Czas przerwać złą passę z Cádiz

  • Ostatnim razem, gdy Valencia pokonała Cádiz w lidze, Baraja był w zespole. Od tamtej pory Los Che zanotowali z rywalem trzy remisy i trzy porażki.

Dwa tygodnie międzynarodowych zobowiązań wystarczą, by naładować baterie na LaLiga. Po powrocie wszystkich zawodników do Paterny, piłkarze Valencii CF trenują w pocie czoła, koncentrując się na poniedziałkowym meczu z Cádiz. Jeden z tych meczów, którego stawką są więcej niż trzy punkty, gdyż jest to pojedynek bezpośredni do bezpiecznego utrzymania się w lidze. Nie należy zapominać, że to sama prezydent Layhoon wyraziła się, że celem drużyny jest nic innego jak uniknięcie spadku z hiszpańskiej elity.

Aby odnieść bogate w znaczenia zwycięstwo, Valencia będzie musiała odwrócić dynamikę, która utrwaliła się w ostatnich latach. Ostatnia ligowa wygrana z Cádizem miała miejsce dawno temu, bo w 2006 roku. Prawdą jest, że Andaluzyjczycy przez kilka ostatnich sezonów rywalizowali w drugiej lidze więc Nietoperze nie mieli zbyt dużo możliwości, aby ograć rywali na poziomie LaLiga. W każdym razie, z ostatnich sześciu spotkań pomiędzy obiema drużynami (w lidze), Valencia nie była w stanie wygrać żadnego z nich. Dokładne liczby to trzy remisy i trzy zwycięstwa Cádiz.

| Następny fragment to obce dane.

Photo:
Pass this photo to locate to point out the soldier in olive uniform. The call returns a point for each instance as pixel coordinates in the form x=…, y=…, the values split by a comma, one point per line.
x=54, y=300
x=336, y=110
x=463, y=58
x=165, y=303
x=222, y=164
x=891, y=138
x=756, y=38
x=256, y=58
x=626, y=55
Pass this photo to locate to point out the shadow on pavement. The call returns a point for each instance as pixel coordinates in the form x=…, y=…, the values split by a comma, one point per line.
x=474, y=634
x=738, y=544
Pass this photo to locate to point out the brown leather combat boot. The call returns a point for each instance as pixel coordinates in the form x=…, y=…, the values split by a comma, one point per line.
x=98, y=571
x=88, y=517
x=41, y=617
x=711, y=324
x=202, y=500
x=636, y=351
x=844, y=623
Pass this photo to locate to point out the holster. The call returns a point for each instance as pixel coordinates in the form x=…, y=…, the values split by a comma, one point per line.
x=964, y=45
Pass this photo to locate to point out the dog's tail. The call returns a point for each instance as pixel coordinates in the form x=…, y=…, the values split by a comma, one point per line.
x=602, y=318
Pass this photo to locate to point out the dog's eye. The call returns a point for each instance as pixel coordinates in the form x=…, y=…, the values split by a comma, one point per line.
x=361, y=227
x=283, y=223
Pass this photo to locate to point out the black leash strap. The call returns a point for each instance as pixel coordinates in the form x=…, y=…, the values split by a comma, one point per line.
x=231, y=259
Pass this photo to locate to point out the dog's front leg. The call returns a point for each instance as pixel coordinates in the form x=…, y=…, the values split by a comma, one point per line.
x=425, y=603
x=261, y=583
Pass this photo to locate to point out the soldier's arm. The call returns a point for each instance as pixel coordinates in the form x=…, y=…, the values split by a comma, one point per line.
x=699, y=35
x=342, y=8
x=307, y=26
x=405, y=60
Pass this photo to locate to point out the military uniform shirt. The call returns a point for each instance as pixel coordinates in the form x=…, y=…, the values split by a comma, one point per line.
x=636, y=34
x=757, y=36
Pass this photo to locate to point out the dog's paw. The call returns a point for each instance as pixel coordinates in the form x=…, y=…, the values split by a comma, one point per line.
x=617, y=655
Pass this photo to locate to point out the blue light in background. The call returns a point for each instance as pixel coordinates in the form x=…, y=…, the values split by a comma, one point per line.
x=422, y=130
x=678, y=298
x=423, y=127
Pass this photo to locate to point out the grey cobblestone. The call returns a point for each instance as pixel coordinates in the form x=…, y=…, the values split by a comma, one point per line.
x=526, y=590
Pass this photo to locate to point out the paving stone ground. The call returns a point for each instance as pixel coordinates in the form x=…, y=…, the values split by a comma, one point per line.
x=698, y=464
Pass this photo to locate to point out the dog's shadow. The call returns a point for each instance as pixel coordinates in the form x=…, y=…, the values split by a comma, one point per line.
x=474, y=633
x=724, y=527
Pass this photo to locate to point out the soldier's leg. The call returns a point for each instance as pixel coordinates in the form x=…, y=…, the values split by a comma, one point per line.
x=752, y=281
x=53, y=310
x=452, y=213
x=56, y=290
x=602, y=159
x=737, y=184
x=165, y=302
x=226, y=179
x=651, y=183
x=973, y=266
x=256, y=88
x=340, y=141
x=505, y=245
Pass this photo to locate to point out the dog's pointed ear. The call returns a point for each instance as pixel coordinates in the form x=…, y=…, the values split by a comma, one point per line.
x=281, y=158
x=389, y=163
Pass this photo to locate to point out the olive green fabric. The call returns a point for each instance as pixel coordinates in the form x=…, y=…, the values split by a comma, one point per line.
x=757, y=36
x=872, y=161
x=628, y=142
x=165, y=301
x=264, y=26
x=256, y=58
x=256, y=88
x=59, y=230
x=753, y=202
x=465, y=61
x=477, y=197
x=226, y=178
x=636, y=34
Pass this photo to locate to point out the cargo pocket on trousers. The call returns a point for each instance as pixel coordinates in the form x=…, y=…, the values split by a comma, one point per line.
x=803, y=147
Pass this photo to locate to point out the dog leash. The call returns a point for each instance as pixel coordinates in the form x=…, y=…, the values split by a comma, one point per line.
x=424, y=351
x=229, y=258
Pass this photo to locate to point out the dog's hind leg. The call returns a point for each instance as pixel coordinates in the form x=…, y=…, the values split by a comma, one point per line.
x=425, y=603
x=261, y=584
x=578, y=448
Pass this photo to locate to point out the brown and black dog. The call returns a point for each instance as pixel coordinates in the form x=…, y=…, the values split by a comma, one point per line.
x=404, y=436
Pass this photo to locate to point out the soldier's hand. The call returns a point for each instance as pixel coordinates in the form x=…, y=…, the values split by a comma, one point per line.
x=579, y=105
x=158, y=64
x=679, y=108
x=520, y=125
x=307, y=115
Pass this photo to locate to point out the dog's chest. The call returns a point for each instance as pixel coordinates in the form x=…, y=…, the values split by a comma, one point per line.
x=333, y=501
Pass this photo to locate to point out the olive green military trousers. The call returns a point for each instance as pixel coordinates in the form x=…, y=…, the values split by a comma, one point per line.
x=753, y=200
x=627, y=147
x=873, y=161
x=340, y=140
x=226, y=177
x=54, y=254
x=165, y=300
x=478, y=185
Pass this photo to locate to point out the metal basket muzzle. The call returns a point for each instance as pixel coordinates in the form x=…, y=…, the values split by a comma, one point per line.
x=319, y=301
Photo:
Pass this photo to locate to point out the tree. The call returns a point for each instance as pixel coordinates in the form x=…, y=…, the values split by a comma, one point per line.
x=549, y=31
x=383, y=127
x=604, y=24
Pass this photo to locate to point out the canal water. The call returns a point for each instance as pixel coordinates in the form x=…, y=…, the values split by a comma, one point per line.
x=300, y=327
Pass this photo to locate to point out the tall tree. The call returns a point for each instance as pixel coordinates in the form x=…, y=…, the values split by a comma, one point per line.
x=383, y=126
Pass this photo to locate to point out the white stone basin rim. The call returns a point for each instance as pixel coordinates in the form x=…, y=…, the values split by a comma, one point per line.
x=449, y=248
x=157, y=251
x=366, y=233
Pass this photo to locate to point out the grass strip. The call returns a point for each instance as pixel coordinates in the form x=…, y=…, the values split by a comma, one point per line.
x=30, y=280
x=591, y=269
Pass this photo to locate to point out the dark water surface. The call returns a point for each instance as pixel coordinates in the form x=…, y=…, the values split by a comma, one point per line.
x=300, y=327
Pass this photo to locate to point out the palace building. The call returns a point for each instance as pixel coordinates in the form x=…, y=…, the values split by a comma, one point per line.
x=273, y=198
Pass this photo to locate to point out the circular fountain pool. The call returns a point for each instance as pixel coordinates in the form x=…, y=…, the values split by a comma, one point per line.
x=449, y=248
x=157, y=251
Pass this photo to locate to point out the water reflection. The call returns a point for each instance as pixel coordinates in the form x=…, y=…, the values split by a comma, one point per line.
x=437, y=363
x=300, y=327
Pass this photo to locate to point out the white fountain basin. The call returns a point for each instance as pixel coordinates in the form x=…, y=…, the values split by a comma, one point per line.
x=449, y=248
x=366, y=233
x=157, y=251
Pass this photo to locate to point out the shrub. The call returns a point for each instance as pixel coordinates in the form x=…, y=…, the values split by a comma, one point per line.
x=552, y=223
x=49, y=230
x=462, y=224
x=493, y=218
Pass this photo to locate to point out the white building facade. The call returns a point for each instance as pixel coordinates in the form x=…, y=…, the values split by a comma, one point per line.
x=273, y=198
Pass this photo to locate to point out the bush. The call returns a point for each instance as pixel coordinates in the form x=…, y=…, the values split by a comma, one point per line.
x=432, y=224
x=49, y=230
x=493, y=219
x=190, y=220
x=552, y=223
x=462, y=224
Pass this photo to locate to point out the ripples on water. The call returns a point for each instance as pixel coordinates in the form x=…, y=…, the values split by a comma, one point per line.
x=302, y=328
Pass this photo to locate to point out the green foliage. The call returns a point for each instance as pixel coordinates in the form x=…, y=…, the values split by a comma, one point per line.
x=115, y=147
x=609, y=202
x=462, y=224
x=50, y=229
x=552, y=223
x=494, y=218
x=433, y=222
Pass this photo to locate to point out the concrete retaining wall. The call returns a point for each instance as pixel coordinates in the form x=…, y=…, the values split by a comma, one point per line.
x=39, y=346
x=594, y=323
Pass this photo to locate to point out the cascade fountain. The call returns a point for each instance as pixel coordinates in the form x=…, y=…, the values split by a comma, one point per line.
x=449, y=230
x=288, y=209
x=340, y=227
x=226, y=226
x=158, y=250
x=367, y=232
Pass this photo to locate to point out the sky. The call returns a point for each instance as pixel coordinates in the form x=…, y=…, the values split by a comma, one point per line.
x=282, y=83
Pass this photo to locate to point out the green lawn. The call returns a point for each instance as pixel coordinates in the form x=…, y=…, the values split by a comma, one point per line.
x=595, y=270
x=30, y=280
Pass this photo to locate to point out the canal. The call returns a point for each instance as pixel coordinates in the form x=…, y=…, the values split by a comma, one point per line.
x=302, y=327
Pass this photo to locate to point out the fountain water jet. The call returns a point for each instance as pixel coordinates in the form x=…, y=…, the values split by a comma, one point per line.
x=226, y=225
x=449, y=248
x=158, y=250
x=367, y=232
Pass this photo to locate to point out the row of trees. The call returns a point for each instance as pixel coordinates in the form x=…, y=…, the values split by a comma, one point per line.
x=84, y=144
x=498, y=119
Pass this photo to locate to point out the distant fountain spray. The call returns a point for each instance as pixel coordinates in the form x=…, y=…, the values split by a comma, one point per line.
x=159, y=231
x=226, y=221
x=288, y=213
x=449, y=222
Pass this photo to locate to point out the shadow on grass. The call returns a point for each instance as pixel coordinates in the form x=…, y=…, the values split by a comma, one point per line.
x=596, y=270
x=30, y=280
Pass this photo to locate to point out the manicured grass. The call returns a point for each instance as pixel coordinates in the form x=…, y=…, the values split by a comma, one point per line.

Ubiegły sezon był potwierdzeniem powyższej statystyki, gdzie drużyna Sergio Gonzaleza mierzyła się ostatnio z Valencią. W samym środku walki obu drużyn o zbawienie, Cádiz zgarnął wszystkie trzy punkty na Nuevo Mirandilla, a także wywiózł je z Mestalla. W sezonie z José Bordalásem na czele, Valencia również nie była w stanie przełamać żółtego muru i zarówno pierwszy, jak i drugi mecz zakończyły się bezbramkowymi remisami. W kampanii 2020-21, z Javim Gracią u steru, Cádiz ponownie zgarnął wszystkie trzy punkty u siebie i zdołał wywalczyć punkt w stolicy Turii.

Lepiej w Copa del Rey

Czasy, w których pucharowe losowanie łączyło Cádiz i Valencię, kończyły się lepiej dla Nietoperzy. W sezonie 21/22, gdy drużyna Bordalása dotarła do finału, ekipa z Mestalla wyeliminowała Cádiz w ćwierćfinale. Inny precedens pochodzi z sezonu 2011/12, kiedy to we wszystkich rundach poza finałem rywalizacja toczyła się do dwóch zwycięstw, a drużyna Unaia Emery’ego awansowała do ostatniej 16-tki.